Data analysis: normalization, standardization and centralization / zero-mean

Concept 1
  decimal 1) into data (0,1) or (1,1) between: normalized. Primarily for convenience of data processing proposed by, the data is mapped to the range of 0 to 1 process, more convenient and fast. 2) The dimensionless expression becomes dimensionless expression, or the order of different units to facilitate the indicator can be compared and weighted. Normalization is a way to simplify the calculations, is about to have a dimension of expression, through transformation into a dimensionless expression become a scalar.
  Standardization: In machine learning, we may have to deal with different types of data, such as audio and image pixel values, such information may be high-dimensional, standardized data after each feature will cause the value of the average becomes 0 ( the feature value of each average are subtracted in the characteristics of the raw materials), standard deviation becomes 1, this method is widely used in many machine learning algorithms (for example: support vector machines, neural networks, and logistic regression) .
  Centralization: zero mean, standard deviation No
  distinction normalized and standardized: normalized feature values are converted to the same dimensions of the sample data are mapped to [0, 1] or [-1, 1] interval, only the variables determined by the extreme values, because the interval scaling law is a normalized one.
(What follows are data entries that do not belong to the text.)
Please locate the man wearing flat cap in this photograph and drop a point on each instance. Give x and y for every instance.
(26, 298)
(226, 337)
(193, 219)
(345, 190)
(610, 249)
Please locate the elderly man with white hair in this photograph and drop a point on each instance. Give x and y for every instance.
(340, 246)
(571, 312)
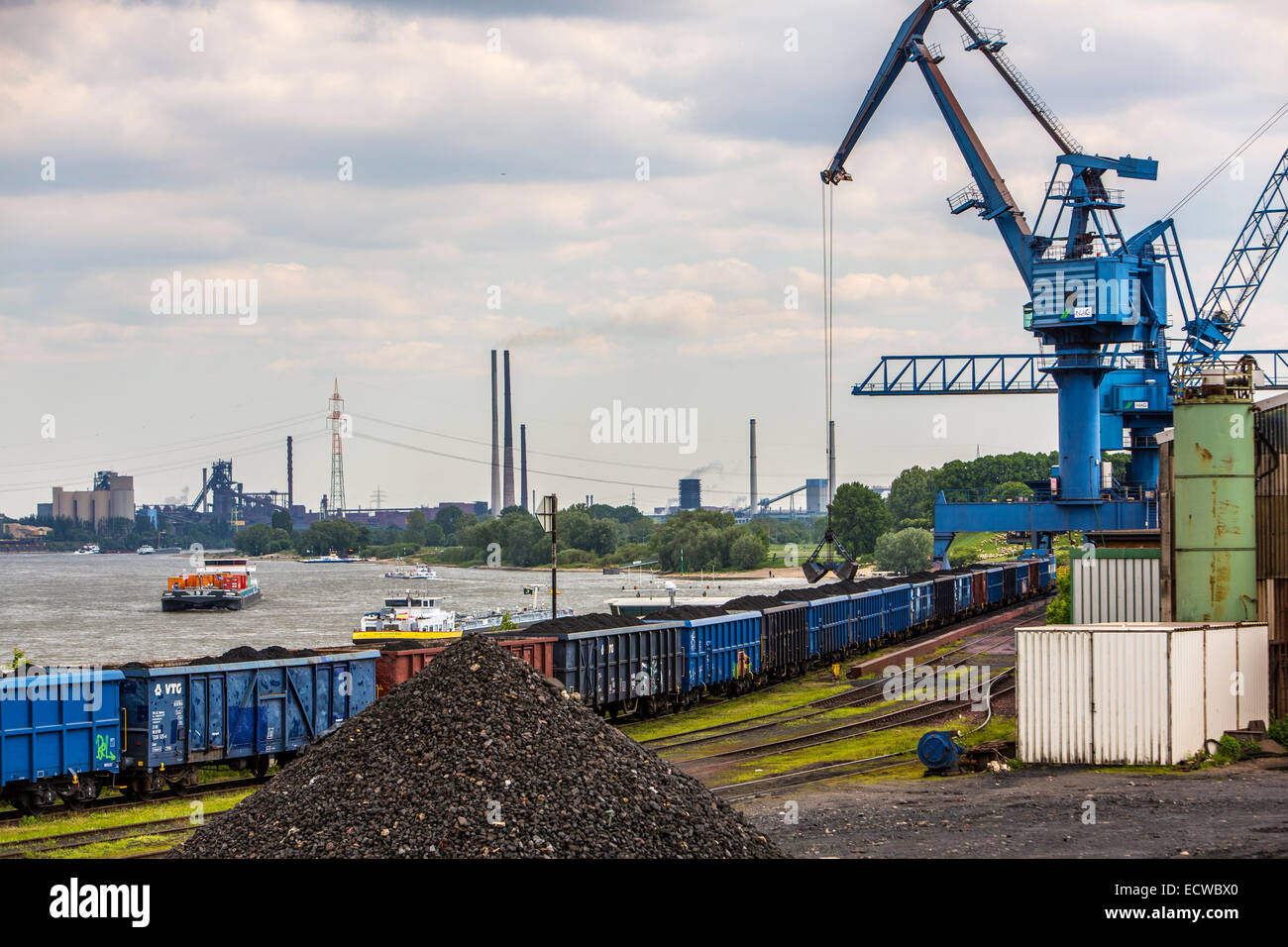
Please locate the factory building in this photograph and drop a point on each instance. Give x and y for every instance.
(112, 496)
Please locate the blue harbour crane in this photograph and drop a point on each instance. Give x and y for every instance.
(1099, 304)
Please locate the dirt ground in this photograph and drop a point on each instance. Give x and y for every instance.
(1231, 812)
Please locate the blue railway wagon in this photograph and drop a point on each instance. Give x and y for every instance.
(721, 652)
(1046, 573)
(623, 669)
(828, 625)
(180, 716)
(921, 603)
(59, 736)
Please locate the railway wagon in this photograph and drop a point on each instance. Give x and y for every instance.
(897, 605)
(59, 736)
(944, 596)
(1010, 585)
(397, 665)
(921, 603)
(1046, 573)
(995, 583)
(1021, 579)
(871, 616)
(180, 715)
(721, 652)
(827, 612)
(784, 635)
(632, 669)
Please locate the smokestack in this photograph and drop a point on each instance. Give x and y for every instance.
(831, 462)
(509, 440)
(523, 464)
(496, 449)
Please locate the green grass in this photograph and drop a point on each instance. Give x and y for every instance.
(786, 696)
(867, 745)
(112, 817)
(117, 847)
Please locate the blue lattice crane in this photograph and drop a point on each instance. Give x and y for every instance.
(1099, 300)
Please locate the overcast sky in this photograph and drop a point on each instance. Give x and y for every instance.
(500, 146)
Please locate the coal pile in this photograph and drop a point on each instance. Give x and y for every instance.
(752, 603)
(477, 757)
(690, 612)
(578, 622)
(248, 654)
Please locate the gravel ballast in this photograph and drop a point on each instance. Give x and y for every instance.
(476, 757)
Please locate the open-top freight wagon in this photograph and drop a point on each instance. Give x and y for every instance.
(146, 727)
(675, 656)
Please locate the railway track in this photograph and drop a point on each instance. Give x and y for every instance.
(121, 801)
(89, 836)
(822, 772)
(913, 712)
(854, 697)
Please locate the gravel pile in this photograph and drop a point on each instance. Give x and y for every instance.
(478, 757)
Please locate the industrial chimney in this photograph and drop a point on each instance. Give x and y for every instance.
(509, 441)
(523, 463)
(496, 449)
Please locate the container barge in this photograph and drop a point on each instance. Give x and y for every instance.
(218, 583)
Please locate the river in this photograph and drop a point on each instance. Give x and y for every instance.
(65, 608)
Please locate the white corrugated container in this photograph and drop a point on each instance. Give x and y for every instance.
(1115, 585)
(1136, 693)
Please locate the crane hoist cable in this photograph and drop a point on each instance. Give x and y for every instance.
(1225, 162)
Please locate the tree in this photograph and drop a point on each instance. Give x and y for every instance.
(747, 551)
(912, 495)
(907, 551)
(859, 517)
(261, 539)
(450, 519)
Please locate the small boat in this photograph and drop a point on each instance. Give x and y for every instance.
(217, 585)
(419, 573)
(416, 617)
(333, 557)
(407, 617)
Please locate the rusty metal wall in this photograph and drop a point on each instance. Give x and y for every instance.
(1273, 492)
(1279, 680)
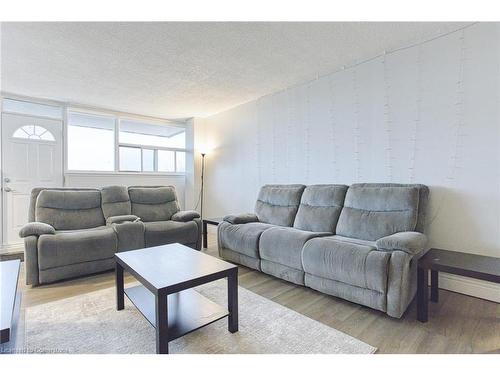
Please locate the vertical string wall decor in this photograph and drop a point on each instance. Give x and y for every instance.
(258, 144)
(307, 130)
(459, 113)
(288, 133)
(356, 129)
(387, 119)
(456, 128)
(274, 109)
(333, 128)
(418, 115)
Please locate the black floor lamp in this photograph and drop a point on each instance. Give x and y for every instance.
(202, 176)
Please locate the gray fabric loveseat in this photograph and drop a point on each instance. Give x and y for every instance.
(74, 232)
(359, 243)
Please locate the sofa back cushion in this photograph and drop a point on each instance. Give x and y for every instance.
(69, 209)
(320, 208)
(372, 211)
(115, 201)
(278, 204)
(153, 203)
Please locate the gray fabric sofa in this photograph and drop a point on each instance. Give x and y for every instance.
(74, 232)
(357, 242)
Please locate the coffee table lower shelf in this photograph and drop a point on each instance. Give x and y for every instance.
(188, 310)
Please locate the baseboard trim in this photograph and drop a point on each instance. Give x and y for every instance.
(472, 287)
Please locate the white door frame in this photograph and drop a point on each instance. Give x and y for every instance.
(3, 96)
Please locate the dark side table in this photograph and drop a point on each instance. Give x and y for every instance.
(454, 262)
(213, 221)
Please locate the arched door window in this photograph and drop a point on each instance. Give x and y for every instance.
(33, 132)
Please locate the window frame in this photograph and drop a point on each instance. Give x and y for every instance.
(118, 116)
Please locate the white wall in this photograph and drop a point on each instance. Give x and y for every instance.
(107, 179)
(428, 114)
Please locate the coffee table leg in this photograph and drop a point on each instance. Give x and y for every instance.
(161, 307)
(232, 303)
(205, 239)
(422, 294)
(434, 286)
(119, 287)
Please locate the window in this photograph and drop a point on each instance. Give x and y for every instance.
(35, 132)
(154, 146)
(144, 134)
(91, 142)
(29, 108)
(95, 141)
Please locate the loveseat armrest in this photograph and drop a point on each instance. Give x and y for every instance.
(122, 219)
(185, 216)
(36, 228)
(412, 243)
(241, 218)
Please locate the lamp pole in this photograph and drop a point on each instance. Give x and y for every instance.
(202, 176)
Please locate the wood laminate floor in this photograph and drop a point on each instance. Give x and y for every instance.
(457, 324)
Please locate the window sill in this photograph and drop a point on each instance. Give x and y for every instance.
(101, 173)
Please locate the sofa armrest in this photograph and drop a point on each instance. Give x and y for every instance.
(36, 228)
(122, 219)
(185, 216)
(241, 218)
(412, 243)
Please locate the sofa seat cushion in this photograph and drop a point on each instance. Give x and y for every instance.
(373, 212)
(278, 204)
(284, 245)
(320, 208)
(69, 209)
(350, 263)
(164, 232)
(153, 203)
(242, 238)
(70, 247)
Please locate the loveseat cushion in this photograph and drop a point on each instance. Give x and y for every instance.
(284, 245)
(69, 209)
(164, 232)
(320, 208)
(354, 264)
(115, 201)
(373, 212)
(153, 203)
(278, 204)
(36, 229)
(242, 238)
(76, 246)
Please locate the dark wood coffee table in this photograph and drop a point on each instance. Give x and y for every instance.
(9, 299)
(166, 298)
(454, 262)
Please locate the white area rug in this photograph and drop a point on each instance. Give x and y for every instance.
(89, 323)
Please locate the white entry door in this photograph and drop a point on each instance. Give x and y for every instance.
(31, 157)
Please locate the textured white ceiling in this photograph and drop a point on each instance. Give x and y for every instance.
(186, 69)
Standardization is the column matrix for processing data in accordance with the characteristics, required by the z-score method, into a standard normal distribution, and overall sample distribution related to each sample point can affect standardization. In that they are the same can be canceled due to an error due to different dimensions; is a kind of linear transformation of the vector X is then translated according to the compression ratio.
  The difference between standardization and centralization: the standardization of raw score is then divided by subtracting the average standard deviation, the center of the original score by subtracting the average. Therefore, the general process is the center of the first and then standardized.
  Dimensionless: My understanding is that in some way we can remove the actual process unit, thus simplifying the calculation.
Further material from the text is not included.